Par Serge Aimé BIKOI
Il s’agit de trois salles d’audience équipées assorties de 22 bureaux pour le personnel du Tribunal de grande instance du Mfoundi.
C’est une initiative qui s’inscrit dans le cadre de la politique infrastructurelle du ministère de la Justice (Minjustice). L’objectif est de lutter contre les lenteurs judiciaires, ainsi que l’indique. Jean Fils Clebert Ntamack, le Procureur général près la cour d’appel du Centre. “Ces bâtiments permettent aux agents de travailler dans des conditions décentes pour leur permettre d’avoir un rendement efficace, combattre les lenteurs judiciaires, d’accélérer le traitement des dossiers et d’améliorer même la qualité de l’accueil des justiciables au palais de justice”.
Plus de salles d’audience, c’est donc plus de dossiers à traiter dans les meilleures conditions possibles pour que la justice soit à l’image du pays afin qu’elle soit rendue de manière efficace ! C’est le credo défendu par le procureur général près la cour d’appel du Centre. La construction de ces trois salles d’audience du Tribunal de grande instance (Tgi) du Mfoundi aidera à accroître, de manière significative, le rendement de cette juridiction la plus importante relevant du ressort de la cour d’appel. En retour, J.F.C. Ntamack exige du personnel l’optimisation des performances requises par le patron de la Justice.

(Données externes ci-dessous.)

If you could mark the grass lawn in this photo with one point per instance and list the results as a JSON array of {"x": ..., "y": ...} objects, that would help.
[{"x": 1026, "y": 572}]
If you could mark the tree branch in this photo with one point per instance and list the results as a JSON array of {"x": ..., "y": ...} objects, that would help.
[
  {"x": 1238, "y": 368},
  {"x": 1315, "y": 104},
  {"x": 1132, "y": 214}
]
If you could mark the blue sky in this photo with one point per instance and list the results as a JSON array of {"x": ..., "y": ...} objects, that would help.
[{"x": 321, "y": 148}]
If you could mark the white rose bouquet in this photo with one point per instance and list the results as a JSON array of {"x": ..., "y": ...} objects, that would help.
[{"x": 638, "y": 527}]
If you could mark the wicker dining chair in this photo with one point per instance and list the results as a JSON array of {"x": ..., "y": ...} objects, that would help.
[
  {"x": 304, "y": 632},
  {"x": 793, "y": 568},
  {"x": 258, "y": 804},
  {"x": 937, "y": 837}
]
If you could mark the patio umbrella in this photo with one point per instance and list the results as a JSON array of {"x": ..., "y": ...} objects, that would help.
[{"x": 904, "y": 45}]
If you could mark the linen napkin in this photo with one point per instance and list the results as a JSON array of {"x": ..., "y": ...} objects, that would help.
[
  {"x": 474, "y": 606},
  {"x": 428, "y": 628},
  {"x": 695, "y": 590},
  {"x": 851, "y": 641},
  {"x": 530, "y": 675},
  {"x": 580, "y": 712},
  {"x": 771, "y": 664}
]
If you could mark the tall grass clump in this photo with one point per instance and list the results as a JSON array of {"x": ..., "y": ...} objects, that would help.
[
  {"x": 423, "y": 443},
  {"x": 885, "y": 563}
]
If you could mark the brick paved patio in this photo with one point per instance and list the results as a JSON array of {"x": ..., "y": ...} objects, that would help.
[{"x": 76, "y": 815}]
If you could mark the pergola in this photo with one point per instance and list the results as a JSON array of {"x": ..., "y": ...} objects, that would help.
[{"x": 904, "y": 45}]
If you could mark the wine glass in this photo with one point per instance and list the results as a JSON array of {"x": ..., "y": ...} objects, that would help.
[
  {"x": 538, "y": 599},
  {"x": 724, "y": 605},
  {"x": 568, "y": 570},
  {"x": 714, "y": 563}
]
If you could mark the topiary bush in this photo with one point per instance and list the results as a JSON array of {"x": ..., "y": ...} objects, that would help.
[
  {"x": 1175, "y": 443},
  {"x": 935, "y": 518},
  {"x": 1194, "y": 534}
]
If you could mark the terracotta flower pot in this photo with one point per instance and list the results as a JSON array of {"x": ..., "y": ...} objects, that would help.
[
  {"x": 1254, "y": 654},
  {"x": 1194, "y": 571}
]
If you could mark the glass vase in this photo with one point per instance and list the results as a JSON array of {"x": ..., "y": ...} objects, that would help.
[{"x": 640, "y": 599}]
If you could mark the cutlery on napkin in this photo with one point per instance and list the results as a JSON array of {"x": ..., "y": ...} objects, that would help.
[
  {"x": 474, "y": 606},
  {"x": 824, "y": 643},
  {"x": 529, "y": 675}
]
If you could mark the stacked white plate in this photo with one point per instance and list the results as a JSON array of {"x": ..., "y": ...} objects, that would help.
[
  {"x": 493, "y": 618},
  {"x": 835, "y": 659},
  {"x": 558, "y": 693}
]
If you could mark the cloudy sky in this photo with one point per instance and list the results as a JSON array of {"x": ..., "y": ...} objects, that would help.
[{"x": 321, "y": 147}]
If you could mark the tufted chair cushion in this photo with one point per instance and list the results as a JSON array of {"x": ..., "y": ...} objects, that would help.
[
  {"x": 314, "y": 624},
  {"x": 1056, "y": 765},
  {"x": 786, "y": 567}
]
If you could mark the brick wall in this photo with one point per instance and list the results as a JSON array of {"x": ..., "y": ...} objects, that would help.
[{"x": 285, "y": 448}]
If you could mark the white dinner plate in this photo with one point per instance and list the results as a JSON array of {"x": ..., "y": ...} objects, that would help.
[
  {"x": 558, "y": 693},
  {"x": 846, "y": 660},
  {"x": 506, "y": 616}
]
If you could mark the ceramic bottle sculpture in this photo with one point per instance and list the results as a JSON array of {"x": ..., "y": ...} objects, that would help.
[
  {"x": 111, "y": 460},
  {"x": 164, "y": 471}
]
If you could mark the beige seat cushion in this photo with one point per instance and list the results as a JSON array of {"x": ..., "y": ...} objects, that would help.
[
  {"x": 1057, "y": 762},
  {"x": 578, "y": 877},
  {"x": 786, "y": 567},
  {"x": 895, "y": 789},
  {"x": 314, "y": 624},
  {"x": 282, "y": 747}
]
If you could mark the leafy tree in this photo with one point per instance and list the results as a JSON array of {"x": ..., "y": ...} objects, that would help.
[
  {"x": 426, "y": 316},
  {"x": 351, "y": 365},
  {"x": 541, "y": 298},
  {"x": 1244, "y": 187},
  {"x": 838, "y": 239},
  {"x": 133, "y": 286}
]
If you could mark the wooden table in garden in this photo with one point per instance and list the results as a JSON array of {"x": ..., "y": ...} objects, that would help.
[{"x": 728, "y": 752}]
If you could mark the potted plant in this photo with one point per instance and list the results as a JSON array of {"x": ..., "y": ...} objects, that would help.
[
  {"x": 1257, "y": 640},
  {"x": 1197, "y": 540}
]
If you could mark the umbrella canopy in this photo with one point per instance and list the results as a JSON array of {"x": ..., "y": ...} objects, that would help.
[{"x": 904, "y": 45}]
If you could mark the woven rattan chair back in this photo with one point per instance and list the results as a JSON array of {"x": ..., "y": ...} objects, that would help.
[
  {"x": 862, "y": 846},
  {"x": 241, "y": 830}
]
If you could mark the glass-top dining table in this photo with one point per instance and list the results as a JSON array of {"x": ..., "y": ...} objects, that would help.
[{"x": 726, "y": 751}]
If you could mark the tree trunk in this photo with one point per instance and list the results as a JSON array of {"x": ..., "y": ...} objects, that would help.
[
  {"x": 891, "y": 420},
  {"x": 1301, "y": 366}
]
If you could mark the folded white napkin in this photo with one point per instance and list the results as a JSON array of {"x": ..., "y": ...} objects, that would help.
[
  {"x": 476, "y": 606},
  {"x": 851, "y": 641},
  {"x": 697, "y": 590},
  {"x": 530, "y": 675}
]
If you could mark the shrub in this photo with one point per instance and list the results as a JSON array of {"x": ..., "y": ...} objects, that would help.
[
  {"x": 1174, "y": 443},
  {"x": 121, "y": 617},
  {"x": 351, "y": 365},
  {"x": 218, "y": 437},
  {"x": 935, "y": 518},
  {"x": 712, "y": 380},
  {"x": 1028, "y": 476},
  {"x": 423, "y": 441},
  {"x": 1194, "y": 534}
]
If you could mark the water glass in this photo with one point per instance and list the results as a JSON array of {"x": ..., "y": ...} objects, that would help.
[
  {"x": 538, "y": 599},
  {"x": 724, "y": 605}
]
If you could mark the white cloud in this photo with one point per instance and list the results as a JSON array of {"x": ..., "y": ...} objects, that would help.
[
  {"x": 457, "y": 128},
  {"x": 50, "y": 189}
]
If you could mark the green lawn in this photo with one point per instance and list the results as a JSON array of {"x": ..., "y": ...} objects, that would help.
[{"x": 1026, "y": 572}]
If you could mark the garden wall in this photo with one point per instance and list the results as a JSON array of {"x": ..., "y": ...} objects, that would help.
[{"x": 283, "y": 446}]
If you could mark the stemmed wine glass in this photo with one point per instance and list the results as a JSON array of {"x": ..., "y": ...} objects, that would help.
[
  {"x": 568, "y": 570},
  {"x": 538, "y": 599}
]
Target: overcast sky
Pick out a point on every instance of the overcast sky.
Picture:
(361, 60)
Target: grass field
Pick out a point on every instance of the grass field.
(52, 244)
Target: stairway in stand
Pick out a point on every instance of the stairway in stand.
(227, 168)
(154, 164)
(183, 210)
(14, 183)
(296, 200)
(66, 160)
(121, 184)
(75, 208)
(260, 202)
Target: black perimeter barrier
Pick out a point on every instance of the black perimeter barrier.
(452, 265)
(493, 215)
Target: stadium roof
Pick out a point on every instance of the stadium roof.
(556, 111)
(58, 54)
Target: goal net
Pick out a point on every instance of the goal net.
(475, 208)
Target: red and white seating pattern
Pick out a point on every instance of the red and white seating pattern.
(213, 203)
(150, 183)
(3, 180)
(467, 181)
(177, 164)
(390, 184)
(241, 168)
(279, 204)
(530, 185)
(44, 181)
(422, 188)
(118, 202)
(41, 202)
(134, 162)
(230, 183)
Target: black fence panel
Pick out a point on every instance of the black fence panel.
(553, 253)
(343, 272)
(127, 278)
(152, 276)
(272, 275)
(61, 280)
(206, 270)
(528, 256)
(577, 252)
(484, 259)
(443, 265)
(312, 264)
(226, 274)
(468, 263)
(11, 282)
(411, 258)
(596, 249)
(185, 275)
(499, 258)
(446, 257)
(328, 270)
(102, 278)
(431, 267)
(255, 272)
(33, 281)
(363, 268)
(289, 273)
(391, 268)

La construction de ce complexe des services judiciaires a couté 20 milliards de fcfa. C’est, en effet, en 2014 que les travaux de construction de ces bâtiments “B” et “C” du ministère de la Justice avaient été lancés. Douze ans après, le directeur des Infrastructures au ministère de la Justice revient sur l’histoire du projet. Franklin Ndjansith indique la configuration du projet et le service après-vente. “Ce pan de trois salles d’audience et 22 bureaux va nécessiter forcément l’entretien puisqu’à l’état actuel, c’est comme l’entreprise a livré et les services du maître d’ouvrage du ministère de la Justice devront prendre la relève. C’est pour cela que nous y avons déjà pensé depuis 2023 sur comment devrions-nous nous en prendre quant à l’entretien de ce joyau. Présentement dans l’occupation, pour ce qui est de l’entretien courant, c’est reparti en deux phases :1. Les surfaces moyennes qui sont confiées aux agents d’entretien du ministère 2. Les surfaces plus denses qui nécessitent d’entretiens plus sophistiqués par des professionnels, un service; un prestataire a été, d’ailleurs, sollicité pour ces espaces”.
En rappel, la modernisation des infrastructures du ministère de la Justice a pris un coup d’accélérateur depuis 2011. En effet, dès son arrivée, le ministre d’État, ministre de la Justice, garde des sceaux, Laurent Esso, a lancé une opération de construction, d’extension, de réhabilitation et d’équipement des juridictions dans chaque ressort de la cour d’appel du Centre. À cette période précise, quatre sources de financement s’offraient au patron de la justice, en l’occurrence deux sources de type Finex(Financement extérieur) et deux sources de type Rio(Ressources internes ordinaires). De manière générale, l’objectif consiste à arrimer la carte judiciaire à la carte administrative. De manière spécifique, un accent sera porté, indique le chef de département ministériel, sur la mise en place des salles d’audience dans toutes les juridictions.